Armed with knowledge of stellar luminosities, astronomers early in the twentieth century searched for ways to use this information to determine why stars shine. A major step in this process was to find a graph on which physically similar stars are located near each other, because such groupings often provide insight into how objects work. Astronomers found this graph when they plotted either the luminosity or, equivalently, the absolute magnitude versus the stars’ surface temperatures. The resulting graph led to our models of both stellar activity and stellar evolution. To find the surface temperatures, we start with a fact that is easily overlooked: Stars are not all the same color.

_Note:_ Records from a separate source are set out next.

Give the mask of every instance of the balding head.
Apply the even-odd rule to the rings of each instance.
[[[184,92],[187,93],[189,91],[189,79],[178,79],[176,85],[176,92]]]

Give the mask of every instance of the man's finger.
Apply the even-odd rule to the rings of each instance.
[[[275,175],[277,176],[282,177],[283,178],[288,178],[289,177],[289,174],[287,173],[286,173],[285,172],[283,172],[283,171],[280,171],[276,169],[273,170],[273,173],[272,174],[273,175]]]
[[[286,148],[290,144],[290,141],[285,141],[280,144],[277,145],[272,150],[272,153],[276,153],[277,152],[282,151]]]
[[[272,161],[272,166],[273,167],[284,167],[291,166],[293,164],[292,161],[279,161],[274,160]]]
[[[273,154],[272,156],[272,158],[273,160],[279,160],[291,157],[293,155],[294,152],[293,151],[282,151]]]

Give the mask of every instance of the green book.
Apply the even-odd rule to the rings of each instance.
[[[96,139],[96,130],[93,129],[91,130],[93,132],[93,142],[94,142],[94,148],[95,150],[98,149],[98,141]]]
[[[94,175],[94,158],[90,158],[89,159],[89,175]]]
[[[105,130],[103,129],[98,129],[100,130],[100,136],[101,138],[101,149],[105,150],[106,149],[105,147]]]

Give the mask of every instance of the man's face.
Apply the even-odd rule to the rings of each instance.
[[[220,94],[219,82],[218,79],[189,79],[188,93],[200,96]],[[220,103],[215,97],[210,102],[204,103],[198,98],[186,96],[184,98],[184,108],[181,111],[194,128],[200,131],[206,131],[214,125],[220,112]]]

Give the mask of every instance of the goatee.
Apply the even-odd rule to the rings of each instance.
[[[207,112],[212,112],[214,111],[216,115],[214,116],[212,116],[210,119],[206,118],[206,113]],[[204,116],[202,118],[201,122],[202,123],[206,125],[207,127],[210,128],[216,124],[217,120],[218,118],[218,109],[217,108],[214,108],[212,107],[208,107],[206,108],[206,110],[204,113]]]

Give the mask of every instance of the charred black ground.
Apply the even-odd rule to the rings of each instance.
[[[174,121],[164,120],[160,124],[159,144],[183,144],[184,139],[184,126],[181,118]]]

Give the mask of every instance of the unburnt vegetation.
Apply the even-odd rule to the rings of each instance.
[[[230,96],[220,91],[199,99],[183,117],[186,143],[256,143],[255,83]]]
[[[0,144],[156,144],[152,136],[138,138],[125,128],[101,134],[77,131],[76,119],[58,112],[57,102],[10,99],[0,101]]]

Viewing stars with your naked eyes, it is often hard to see that they have different colors, because the color-sensitive cone cells in our eyes are not stimulated very much by such dim objects. Through binoculars or a telescope, their colors, most commonly red, orange, yellow, white, and blue-white, become apparent (see the figure that opens this chapter, Figure 11-2, and (Figure 11-4a). Like the Sun, stars are very nearly blackbodies. Therefore, their colors are determined by their surface temperatures. Recall from Figure 4-2 that different blackbody curves are associated with blackbodies of different temperatures. These curves differ in both their intensities and the locations of their peaks, as described by Wien’s law (see Section 4-2).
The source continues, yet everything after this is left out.